Les relations bilatérales entre la France et la Roumanie sont intenses et fructueuses dans le domaine agricole, tant en termes d’échanges politiques que sur le plan de la coopération technique. Une rencontre bilatérale entre Stéphane Le Foll et son homologue, Daniel Constantin s’est tenue le 11 juillet 2013 à l’occasion de la visite du Premier ministre Jean-Marc Ayrault à Bucarest. Cette rencontre a permis de saluer l’accord politique sur la PAC post-2013 et de souligner l’importance de la coopération technique dans le domaine agricole, intégrée au partenariat stratégique bilatéral renouvelé à Paris en février 2013 entre les deux Premiers ministres.
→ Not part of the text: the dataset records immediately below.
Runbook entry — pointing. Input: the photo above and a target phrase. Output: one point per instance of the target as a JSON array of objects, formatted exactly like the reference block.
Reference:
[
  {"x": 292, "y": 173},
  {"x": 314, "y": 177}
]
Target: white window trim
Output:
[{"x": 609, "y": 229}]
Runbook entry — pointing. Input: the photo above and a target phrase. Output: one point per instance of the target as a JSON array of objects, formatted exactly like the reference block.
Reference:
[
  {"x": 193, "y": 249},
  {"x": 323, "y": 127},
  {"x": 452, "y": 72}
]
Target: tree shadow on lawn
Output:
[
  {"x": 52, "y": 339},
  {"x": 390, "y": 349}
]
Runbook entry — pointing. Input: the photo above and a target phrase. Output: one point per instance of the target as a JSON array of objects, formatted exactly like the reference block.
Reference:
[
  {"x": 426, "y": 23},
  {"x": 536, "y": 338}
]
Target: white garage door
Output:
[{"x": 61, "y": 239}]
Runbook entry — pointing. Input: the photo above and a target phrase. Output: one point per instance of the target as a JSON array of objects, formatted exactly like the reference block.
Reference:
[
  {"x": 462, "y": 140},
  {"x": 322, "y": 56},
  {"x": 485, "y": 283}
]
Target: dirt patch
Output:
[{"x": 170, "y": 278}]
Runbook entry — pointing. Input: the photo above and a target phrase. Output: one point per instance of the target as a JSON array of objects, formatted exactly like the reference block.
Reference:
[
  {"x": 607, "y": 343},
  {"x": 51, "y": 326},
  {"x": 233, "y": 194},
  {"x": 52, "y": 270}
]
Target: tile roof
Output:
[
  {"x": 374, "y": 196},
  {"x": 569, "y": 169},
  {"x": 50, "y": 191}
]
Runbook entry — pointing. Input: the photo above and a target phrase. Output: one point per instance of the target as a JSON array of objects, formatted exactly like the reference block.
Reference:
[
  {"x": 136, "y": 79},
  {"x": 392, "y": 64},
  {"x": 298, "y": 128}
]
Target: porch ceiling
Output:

Le partenariat stratégique prévoit que les deux pays coopèrent au niveau des agences de paiement, dans le domaine de la qualité alimentaire, du développement rural, de l'enseignement agricole et forestier et de la constitution des chambres d'agriculture. Elle prévoit également un transfert d'expertise dans le domaine des outils de gestion des risques, en particulier les fonds de mutualisation. Les deux ministres de l’agriculture ont par ailleurs convenu de coopérer également dans le domaine de l’agriculture biologique. Le partenariat stratégique met également en place un comité d'action franco-roumain au niveau du directeur général des politiques agricole, agroalimentaire et des territoires (DGPAAT) et de son homologue roumain, le secrétaire d'état chargé des relations internationales et de l’intégration européenne. Il a pour objet, dans un contexte informel, de débattre de tous les sujets d'actualité communautaire et bilatérale dans le domaine agricole, et d'approfondir les échanges interpersonnels afin de disposer d'une meilleure connaissance des réalités de l'agriculture du pays partenaire.
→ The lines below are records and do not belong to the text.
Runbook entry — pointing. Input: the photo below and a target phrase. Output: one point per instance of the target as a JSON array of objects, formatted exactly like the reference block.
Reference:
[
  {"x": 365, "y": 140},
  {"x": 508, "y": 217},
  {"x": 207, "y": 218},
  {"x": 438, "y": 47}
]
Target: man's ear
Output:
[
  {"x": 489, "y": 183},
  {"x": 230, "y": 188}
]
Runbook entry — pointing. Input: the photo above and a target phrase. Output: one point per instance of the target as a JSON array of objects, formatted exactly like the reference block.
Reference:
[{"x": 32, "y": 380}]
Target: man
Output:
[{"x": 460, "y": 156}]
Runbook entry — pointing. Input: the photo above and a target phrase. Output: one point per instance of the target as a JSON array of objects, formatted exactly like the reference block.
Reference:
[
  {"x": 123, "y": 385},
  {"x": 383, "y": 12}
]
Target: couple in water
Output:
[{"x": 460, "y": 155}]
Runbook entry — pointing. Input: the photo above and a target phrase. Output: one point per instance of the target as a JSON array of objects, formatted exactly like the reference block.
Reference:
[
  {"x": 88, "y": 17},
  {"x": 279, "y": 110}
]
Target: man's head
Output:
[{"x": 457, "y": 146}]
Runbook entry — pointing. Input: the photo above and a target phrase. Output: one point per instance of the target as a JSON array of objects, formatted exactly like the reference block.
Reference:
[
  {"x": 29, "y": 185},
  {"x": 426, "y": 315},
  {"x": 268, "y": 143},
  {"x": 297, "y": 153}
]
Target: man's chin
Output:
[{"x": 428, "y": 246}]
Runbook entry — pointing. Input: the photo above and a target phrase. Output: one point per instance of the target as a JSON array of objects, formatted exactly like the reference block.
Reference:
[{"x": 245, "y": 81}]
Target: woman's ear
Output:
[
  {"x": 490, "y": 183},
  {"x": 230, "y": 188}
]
Une cinquantaine d’établissements agricoles français ont mené ou envisagent de mener des projets de coopération avec la Roumanie (voyages d’études, périodes de formation, stages d’apprentissages et de formateurs, échanges de pratiques entre professionnels, partenariats universitaires, etc.). à titre d’exemple, l'institut supérieur franco-roumain d'agroalimentaire et développement agricole (ISFRADA) forme des cadres roumains dans le secteur agroalimentaire et le développement agricole pour les entreprises roumaines et françaises implantées en Roumanie depuis 2001 en coopération entre l’institut supérieur de l’agriculture de Lille et l’université de sciences agronomiques et vétérinaires de Laşi. Deux autres projets structurants sont en cours : le développement en Roumanie de formations type brevet de technicien supérieur (BTS) en service en milieu rural et un projet du fonds social européen (FSE) sur la formation de salariés agricoles et agriculteurs roumains, impliquant une quinzaine de centres de formation professionnelle pour adultes (CFPPA) français.

Sources : Banque mondiale, PNUD, douanes françaises citées par Ubifrance 2012 et 2013 , douanes roumaines, MAAF, Ambassade de France en Roumanie, Eurostat.